[tech] Zero-width characters and tracking via pasted text

nervuri nervuri at disroot.org
Mon Mar 22 13:59:14 GMT 2021


On Mon, Mar 15, 2021, Oliver Simmons wrote:
>> E0020: _󠀠_
>> ... (E0020–E007F used for invisibly tagging texts by language)
>> E007F: _󠁿_
>
>These *were* used for tagging texts by language, but have been
>deprecated in favour of using other non-Unicode metadata for this
>purpose.
>They are planned to be used in emojis and are (were?) used (but not
>widely supported) for country codes/flags with codes longer than 2
>characters (3?), such as USA states or counties of England.
>Wikipedia has a ~ok description of their history.
>=> https://en.wikipedia.org/wiki/Tags_(Unicode_block)

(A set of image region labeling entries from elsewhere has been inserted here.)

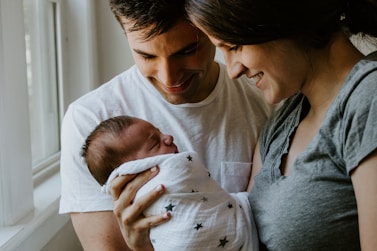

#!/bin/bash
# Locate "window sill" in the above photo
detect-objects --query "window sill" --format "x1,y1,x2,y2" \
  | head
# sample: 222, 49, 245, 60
0, 172, 69, 251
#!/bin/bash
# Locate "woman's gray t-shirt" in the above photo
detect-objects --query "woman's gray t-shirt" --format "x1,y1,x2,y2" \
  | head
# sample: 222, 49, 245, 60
249, 52, 377, 251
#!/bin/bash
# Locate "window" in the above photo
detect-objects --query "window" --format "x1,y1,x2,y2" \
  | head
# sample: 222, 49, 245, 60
0, 0, 97, 250
23, 0, 62, 173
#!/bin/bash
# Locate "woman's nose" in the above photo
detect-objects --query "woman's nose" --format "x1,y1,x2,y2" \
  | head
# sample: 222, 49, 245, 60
227, 62, 247, 79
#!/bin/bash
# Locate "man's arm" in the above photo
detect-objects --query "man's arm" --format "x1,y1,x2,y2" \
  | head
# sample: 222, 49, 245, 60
71, 211, 131, 251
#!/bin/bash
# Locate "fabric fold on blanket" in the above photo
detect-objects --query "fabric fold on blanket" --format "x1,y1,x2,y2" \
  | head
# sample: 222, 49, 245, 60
102, 152, 258, 251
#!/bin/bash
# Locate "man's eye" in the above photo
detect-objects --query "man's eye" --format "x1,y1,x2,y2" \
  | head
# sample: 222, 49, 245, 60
229, 45, 240, 51
182, 46, 198, 55
141, 55, 153, 61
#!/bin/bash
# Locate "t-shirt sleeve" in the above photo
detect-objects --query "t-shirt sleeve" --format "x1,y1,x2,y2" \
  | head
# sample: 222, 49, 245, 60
343, 71, 377, 174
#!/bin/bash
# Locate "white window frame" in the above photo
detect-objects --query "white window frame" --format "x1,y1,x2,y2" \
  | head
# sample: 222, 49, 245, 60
0, 0, 98, 251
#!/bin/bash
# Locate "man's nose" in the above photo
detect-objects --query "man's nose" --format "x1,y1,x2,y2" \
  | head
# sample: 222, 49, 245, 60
157, 59, 180, 86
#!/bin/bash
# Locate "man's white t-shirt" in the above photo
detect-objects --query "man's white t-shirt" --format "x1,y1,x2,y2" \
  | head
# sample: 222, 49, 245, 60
59, 64, 272, 213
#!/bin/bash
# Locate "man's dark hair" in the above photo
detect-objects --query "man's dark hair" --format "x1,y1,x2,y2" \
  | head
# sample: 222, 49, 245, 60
109, 0, 188, 39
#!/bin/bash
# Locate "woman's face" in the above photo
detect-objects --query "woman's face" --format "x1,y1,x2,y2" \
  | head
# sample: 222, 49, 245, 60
209, 36, 310, 103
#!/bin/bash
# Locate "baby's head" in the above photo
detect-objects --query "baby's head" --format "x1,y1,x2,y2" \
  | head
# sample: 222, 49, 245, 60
81, 116, 178, 185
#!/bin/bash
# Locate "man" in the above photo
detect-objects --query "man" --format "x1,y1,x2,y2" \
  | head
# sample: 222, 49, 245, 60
60, 0, 270, 250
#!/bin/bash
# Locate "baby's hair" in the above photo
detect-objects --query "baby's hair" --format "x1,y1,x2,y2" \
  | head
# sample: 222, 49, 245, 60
81, 116, 135, 185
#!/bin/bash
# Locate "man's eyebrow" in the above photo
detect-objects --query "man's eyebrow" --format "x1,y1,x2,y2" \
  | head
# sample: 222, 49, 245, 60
133, 41, 199, 57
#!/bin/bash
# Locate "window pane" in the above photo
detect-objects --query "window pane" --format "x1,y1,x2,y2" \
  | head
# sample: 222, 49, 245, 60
24, 0, 60, 168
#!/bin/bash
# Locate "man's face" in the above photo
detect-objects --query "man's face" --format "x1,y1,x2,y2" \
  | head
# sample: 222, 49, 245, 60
121, 19, 214, 104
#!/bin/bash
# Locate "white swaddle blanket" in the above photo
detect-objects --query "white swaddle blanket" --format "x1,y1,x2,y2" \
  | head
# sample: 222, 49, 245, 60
103, 152, 258, 251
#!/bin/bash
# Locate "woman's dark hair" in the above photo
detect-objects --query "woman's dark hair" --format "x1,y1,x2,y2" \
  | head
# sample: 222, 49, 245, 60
109, 0, 186, 39
81, 116, 135, 185
186, 0, 377, 48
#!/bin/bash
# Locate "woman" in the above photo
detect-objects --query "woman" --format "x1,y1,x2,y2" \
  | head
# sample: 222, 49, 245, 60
113, 0, 377, 251
186, 0, 377, 250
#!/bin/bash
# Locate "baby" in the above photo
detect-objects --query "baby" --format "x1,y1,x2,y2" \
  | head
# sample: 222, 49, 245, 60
82, 116, 258, 251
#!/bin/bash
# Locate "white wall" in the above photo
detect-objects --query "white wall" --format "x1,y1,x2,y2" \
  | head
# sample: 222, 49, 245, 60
95, 0, 134, 84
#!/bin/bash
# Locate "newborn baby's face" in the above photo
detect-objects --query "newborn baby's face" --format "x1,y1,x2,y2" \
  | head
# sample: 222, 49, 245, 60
124, 119, 178, 159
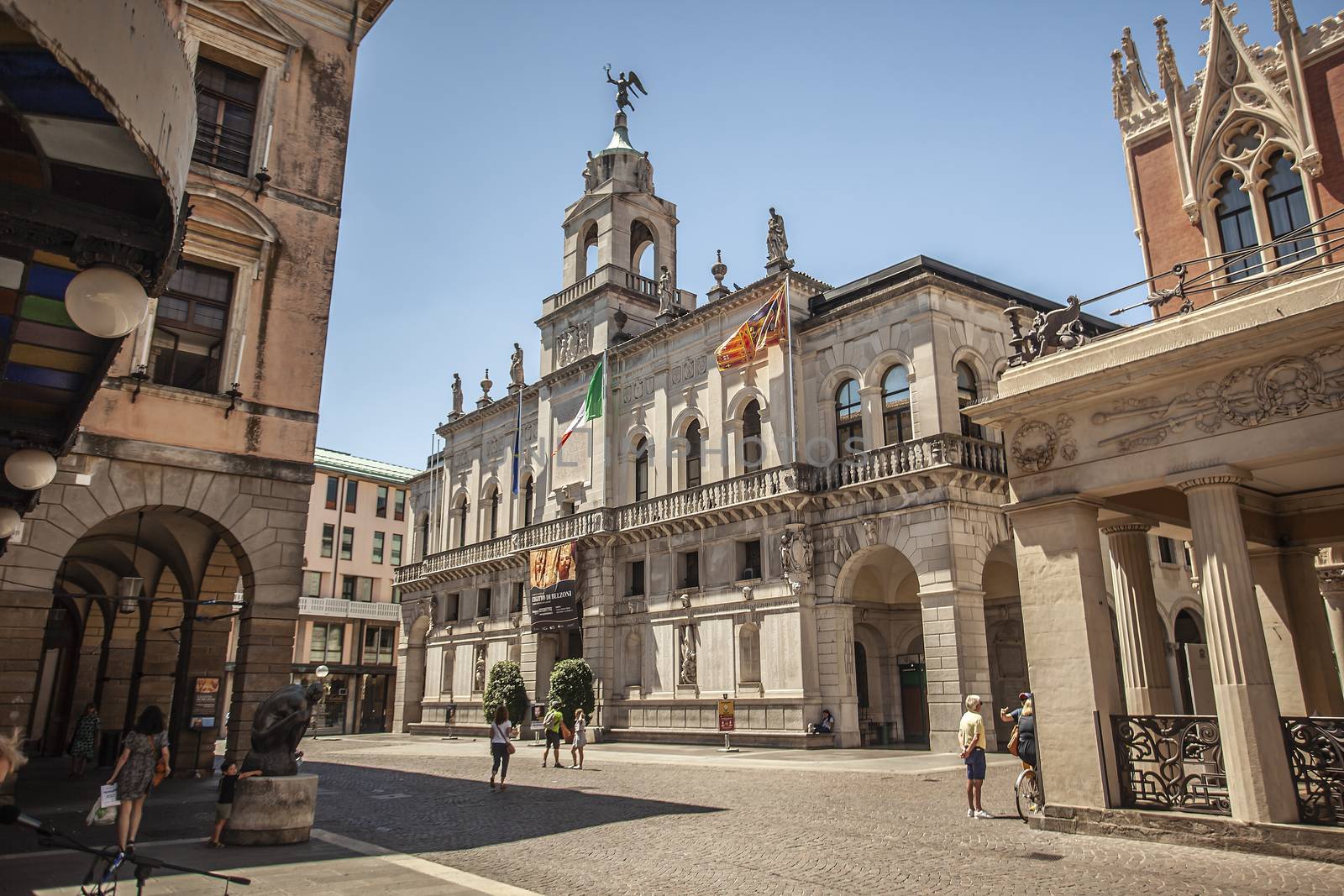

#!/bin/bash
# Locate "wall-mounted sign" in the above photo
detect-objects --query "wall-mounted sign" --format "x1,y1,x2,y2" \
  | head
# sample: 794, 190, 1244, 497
528, 542, 580, 631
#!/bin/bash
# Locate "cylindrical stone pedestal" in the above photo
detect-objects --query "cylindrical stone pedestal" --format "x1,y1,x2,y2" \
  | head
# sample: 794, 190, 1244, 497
224, 775, 318, 846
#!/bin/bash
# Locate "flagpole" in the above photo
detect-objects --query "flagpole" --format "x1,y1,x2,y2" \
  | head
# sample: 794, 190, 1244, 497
784, 270, 798, 464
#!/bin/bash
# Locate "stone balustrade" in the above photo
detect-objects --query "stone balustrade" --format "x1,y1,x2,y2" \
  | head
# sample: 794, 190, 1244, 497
395, 434, 1005, 585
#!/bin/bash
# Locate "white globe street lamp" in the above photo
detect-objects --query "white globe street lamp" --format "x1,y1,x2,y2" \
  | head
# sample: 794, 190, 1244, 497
66, 266, 150, 338
4, 448, 56, 491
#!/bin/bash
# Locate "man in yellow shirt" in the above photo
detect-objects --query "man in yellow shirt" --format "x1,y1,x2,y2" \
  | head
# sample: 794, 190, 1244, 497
957, 694, 993, 818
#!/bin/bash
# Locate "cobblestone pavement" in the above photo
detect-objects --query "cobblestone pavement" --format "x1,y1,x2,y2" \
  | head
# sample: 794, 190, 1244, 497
291, 735, 1344, 896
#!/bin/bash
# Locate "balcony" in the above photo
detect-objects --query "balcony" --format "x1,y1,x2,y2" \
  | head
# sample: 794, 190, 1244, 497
394, 434, 1006, 585
298, 596, 402, 622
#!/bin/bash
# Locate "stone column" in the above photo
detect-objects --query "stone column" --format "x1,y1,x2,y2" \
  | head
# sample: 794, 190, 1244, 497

Thanks, I replaced "used" with "formerly used".  Wikipedia says "The
release of Emoji 5.0 in March 2017 considers these characters to be
emoji for use as modifiers in special sequences."  I take that to mean
that they will remain zero-width, but will generate emojis when used in
special sequences, as with the flag of England:

🏴󠁧󠁢󠁥󠁮󠁧󠁿
=
🏴<U+E0067><U+E0062><U+E0065><U+E006E><U+E0067><U+E007F><U+E0042>

Unicode keeps getting weirder.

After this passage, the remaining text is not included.